THREE

A LIGHT SHIMMERED IN the center of the fantastic concrete pool, glowing far below as if the image of cement was merely a reflection. The deafening drums rumbled louder, and as the accent beats kicked in, Jovienne’s feet itched to dance.

She recalled a photo of her mother wearing the traditional Hawaiian grass skirt. Her forebears danced on ocean sands surrounded by blazing torches. Maybe that was why the tribal rhythm filtered through her skin and resonated in her bloodstream, begging her body to answer this need to move, but she dared not surrender. If mired in the dance, she might be lured into the pool to drown…or worse.

Reaching over her shoulder, her thumb flicked loose the snap that held the gladius in place. Her fingers wrapped around the hilt molded to fit Andrei’s larger grip. Touching it, she felt more resistant to the drums.

In moments, one of the burnt-looking things that Gramma aptly called ‘cinders’ would rise. The coming of these things caused the visceral reaction in her and Andrei that sent them into the heights every sunset. She knew the cinders freed the demons, somehow.

An idea occurred to her: she was here to kill a demon, but what if she killed the cinder instead? Normally, they moved too fast to catch, but the warehouse wasn’t that big and this one would have to do its work here first to bring the demon to test her. It would be busy. Distracted.

Putrefied hands reached through the center of the concrete circle before her. What little skin clung to the white-tipped phalanges was blackened. The finger bones clicked as they curled to latch onto the watery cement and part it. The head crowned slowly, twisting and bobbing, before wresting its way into the world.

Desiccated flesh stretched tight to form its face.
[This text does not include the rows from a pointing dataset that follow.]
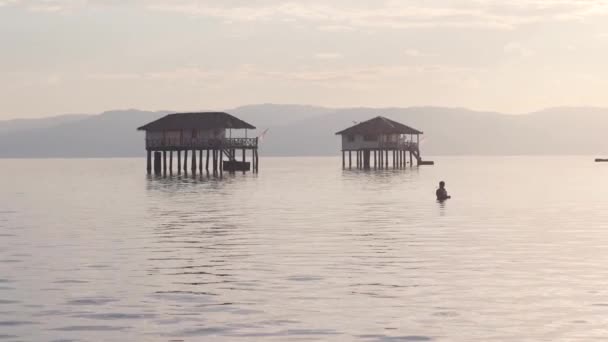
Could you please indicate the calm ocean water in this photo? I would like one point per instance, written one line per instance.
(94, 250)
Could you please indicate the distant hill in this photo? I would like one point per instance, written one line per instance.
(307, 130)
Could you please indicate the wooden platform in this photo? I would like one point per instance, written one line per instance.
(233, 165)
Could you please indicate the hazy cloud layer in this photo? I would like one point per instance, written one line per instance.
(92, 55)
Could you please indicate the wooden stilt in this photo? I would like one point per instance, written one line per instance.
(193, 166)
(185, 162)
(157, 162)
(149, 162)
(207, 163)
(386, 161)
(244, 158)
(179, 162)
(221, 161)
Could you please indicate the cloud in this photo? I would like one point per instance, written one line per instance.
(418, 53)
(516, 48)
(328, 55)
(343, 15)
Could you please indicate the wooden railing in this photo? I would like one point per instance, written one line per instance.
(202, 144)
(405, 145)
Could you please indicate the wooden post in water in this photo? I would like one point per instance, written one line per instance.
(386, 161)
(157, 162)
(244, 158)
(179, 162)
(193, 166)
(207, 162)
(221, 161)
(185, 162)
(375, 161)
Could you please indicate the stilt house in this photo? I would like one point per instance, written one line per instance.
(218, 134)
(388, 141)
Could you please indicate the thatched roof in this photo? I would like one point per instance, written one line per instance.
(379, 125)
(204, 120)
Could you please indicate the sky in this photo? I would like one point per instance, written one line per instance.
(517, 56)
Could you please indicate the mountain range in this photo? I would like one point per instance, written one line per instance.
(296, 130)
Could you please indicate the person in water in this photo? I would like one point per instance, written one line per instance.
(442, 193)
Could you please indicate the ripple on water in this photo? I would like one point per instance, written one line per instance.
(91, 301)
(91, 328)
(115, 316)
(16, 323)
(386, 338)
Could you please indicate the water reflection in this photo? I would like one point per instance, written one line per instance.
(302, 251)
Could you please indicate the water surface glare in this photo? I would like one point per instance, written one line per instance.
(94, 250)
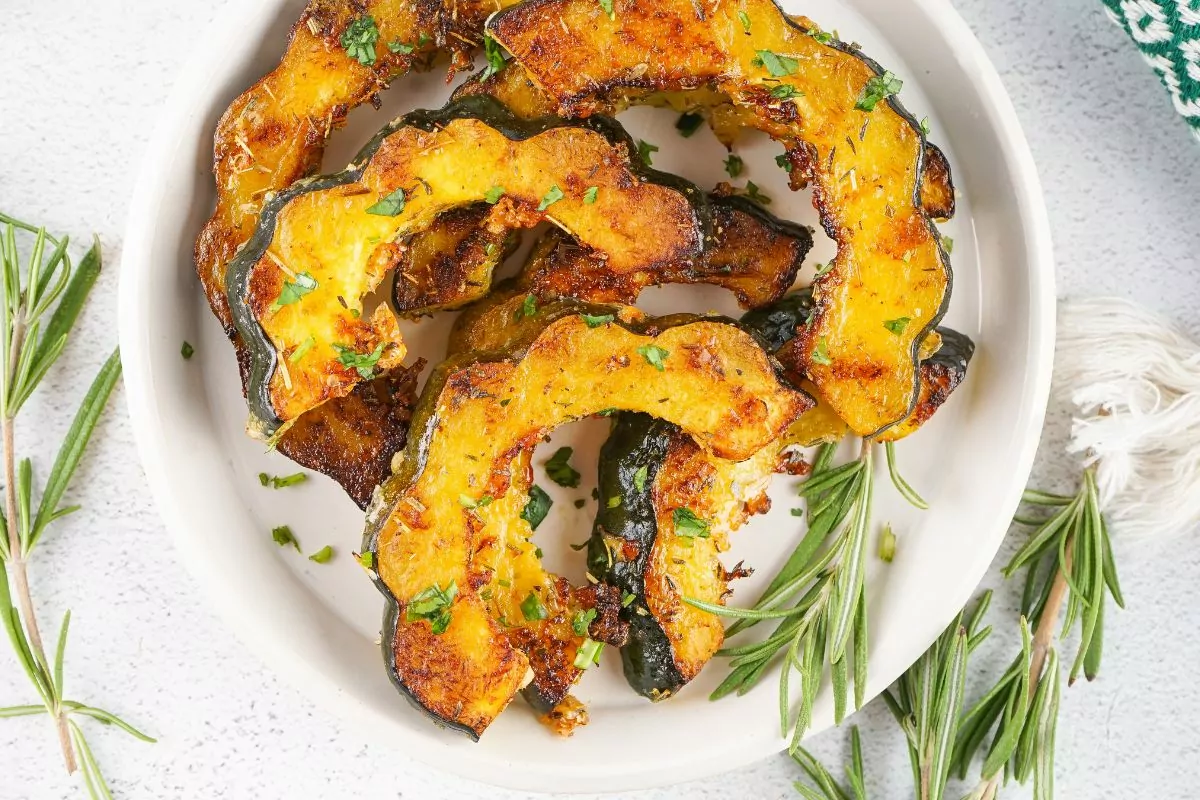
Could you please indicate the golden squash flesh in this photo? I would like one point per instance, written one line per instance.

Its eyes had long ago rotted out. Even so, the thing’s black sockets were trained on Jovienne as if it could see.

Her mouth went dry, but her palms were slick with sweat. She readjusted her grip and drew the sword. The circle’s size would not allow her a solid step close enough to strike, but maybe she could get closer after it arose.

The torso lifted, covered with decaying flesh like a moth-eaten jacket. Underneath, a black, rotten heart pounded in time with the drums. Scraps of scorched muscle hung from the arms. Tendrils of burnt rope encircled the wrists. The ribcage gave way to a single column of white spine before widening out to hips and down to legs as ruined as the arms. Its half-fleshed feet also dragged a short length of burnt rope.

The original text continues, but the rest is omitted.